La primera vez que estuve en Londres, eso es lo que esta mañana recordaba. ¿Por qué ahora parece importar y por qué ahora parece que el tiempo haya dado pasitos a izquierda y derecha para despistarme? ¿Qué fin persigue con ese atolondramiento que le contagia a mi memoria, la pobre, la desamparada que tiene que conformarse con asomarse a su balcón y fumar despacio mientras todo se mueve? Fue en 1989. Quizá en 1988. Fui con un amigo de aquella época que se llamaba Alejandro. Compartimos una pequeña habitación en un hotel de Kensington que daba a un jardín trasero en el que siempre había un negro cortando tablas de madera con un gran serrucho. El paisaje de Londres es devastador si lo que buscas es cobijo o cierta condescendencia para tu alma. Lo gris no es una casualidad, es un estado moral que lo impregna todo: hasta el pensamiento de Virginia Woolf, que permanece oculto en casi todo lo que te rodea. Por las mañanas caminábamos hasta que el dolor de pies nos hacía parar. Recorrer una ciudad sin mapa es la única aventura posible. Cuando ya no podíamos más nos metíamos en el Metro y recorríamos los intestinos sagrados de la ciudad con la indolencia de dos niños. ¿Dónde estábamos? ¿A dónde íbamos? Siempre había un pub al que entrar en una calle desconocida. Siempre había una luz artificial bajo la que recomponernos y compartir aquellas extensiones de silencio que tanto me gustaban. Por la noche, casi muertos, nos tumbábamos en nuestras camas y leíamos o comíamos fruta o cerrábamos los ojos intentando ordenar todo lo que había pasado durante el día. En ese momento volvían a aparecer las ardillas de Hyde Park recorriendo nerviosas el tapete verde. Surgían las bolsas de basura en el callejón de un museo. Me volvía a imaginar detrás del visor de mi cámara en el momento de enfocarlas. Aquella foto estuvo colgada en los pasillos de varias casas en las que viví más tarde. Cada día, al pasar, la luz de aquella foto me llevada allí otra vez.

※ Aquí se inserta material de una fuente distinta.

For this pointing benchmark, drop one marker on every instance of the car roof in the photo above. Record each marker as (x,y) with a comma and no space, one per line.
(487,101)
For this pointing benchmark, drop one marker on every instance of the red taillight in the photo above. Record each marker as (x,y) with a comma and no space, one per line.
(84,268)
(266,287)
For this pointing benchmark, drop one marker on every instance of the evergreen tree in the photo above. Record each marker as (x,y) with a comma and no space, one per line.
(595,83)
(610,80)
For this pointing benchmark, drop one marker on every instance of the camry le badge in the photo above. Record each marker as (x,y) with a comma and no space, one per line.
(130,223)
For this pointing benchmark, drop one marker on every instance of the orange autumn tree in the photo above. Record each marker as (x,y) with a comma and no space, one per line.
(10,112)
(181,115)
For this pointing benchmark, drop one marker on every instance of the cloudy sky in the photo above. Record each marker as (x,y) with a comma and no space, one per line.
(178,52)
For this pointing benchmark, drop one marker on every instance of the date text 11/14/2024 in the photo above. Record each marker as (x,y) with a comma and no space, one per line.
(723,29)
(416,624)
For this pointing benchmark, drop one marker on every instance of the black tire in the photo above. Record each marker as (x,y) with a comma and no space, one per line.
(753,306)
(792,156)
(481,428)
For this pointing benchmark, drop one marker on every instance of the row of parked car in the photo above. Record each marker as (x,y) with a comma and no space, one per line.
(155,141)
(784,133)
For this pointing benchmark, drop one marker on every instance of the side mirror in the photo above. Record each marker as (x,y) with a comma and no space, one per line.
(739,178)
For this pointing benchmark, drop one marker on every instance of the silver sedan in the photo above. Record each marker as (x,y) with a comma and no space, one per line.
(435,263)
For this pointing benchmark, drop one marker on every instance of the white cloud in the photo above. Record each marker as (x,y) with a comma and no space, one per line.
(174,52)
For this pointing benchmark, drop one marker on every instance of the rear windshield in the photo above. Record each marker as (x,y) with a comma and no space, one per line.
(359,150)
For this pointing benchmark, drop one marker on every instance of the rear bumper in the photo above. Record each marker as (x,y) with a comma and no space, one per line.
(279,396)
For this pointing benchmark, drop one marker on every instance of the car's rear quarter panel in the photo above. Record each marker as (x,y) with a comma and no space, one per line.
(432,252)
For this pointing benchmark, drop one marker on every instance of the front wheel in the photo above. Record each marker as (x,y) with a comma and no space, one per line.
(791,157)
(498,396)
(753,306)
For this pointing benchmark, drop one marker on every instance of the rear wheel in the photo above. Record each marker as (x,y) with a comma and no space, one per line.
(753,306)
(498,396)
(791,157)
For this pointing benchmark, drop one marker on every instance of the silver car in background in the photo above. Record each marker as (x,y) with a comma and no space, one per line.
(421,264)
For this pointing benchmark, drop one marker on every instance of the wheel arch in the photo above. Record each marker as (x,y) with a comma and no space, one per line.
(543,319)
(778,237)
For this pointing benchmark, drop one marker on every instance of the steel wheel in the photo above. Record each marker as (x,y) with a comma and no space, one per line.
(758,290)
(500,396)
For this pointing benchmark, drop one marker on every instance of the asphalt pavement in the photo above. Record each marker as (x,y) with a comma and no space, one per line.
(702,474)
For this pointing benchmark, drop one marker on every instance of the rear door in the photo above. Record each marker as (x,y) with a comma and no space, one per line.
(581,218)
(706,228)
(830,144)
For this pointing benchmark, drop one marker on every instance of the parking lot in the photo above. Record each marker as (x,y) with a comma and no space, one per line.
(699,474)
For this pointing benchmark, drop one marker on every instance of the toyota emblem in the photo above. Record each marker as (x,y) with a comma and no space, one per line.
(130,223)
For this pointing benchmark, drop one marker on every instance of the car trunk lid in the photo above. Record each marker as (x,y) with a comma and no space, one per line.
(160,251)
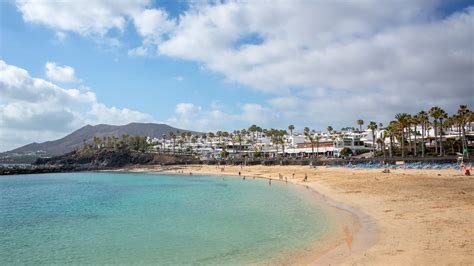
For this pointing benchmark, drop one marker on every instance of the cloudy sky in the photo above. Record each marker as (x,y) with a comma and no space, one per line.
(227,65)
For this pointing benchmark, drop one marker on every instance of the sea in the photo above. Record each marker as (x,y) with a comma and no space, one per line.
(144,218)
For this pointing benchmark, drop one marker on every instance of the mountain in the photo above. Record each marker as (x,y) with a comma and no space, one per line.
(76,139)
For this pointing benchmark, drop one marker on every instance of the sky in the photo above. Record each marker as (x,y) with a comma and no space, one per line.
(215,65)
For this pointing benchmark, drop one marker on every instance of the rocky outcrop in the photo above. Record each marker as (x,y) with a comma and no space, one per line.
(110,158)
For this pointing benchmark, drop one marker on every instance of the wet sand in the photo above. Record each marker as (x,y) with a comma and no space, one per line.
(407,217)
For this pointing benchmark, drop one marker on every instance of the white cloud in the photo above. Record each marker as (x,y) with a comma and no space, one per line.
(86,18)
(32,109)
(61,36)
(179,78)
(317,61)
(152,24)
(334,62)
(138,51)
(191,116)
(59,73)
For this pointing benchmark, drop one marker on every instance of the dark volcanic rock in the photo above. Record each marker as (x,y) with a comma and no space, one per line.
(107,158)
(87,133)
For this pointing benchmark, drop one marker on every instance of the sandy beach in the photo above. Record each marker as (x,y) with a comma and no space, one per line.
(407,217)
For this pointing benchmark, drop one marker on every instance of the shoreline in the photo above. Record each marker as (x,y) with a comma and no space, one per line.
(408,216)
(332,249)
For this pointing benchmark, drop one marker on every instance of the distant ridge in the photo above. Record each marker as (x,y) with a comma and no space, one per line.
(75,139)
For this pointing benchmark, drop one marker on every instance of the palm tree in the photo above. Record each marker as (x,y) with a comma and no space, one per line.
(414,122)
(372,126)
(435,112)
(360,122)
(402,121)
(442,115)
(330,129)
(291,128)
(422,119)
(390,133)
(311,139)
(465,116)
(173,137)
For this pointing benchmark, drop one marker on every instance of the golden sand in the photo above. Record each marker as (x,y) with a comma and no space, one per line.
(408,216)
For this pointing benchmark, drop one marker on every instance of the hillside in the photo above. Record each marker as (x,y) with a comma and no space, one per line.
(87,133)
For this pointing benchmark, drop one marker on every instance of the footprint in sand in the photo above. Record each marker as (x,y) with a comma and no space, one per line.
(348,237)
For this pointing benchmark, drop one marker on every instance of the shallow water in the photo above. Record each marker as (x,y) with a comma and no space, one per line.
(98,218)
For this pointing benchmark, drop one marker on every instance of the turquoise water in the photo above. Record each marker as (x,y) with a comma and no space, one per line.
(98,218)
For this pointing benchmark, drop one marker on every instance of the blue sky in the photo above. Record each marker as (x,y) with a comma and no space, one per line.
(227,65)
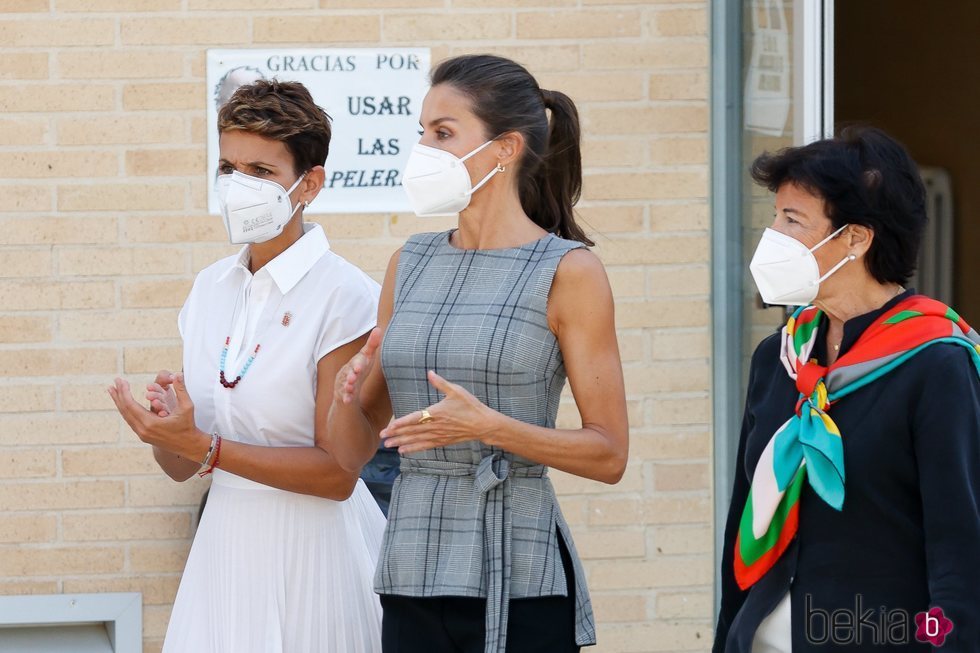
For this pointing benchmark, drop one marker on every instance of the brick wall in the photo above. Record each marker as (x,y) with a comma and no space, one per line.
(103,225)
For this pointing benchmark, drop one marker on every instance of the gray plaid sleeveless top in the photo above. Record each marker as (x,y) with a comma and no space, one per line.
(469,519)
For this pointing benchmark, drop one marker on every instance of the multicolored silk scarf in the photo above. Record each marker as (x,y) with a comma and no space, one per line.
(808,446)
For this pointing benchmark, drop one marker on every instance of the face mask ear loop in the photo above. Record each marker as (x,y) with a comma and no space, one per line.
(484,180)
(828,238)
(845,261)
(479,149)
(288,192)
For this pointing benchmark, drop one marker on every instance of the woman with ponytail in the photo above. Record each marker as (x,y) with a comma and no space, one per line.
(478,328)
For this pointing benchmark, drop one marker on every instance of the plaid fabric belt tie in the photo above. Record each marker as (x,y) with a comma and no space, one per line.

Tenía otra foto del negro de las maderas pero ya no la encuentro; se la quedó el cabrón del tiempo en uno de los bolsillos de su chaqueta.
Algunas noches anochece en Kensington y vuelvo a bajar a una tienda a comprar fruta y leche y después camino despacio hasta el hotel bajo la gloriosa e imperial iluminación eléctrica de mi tristeza.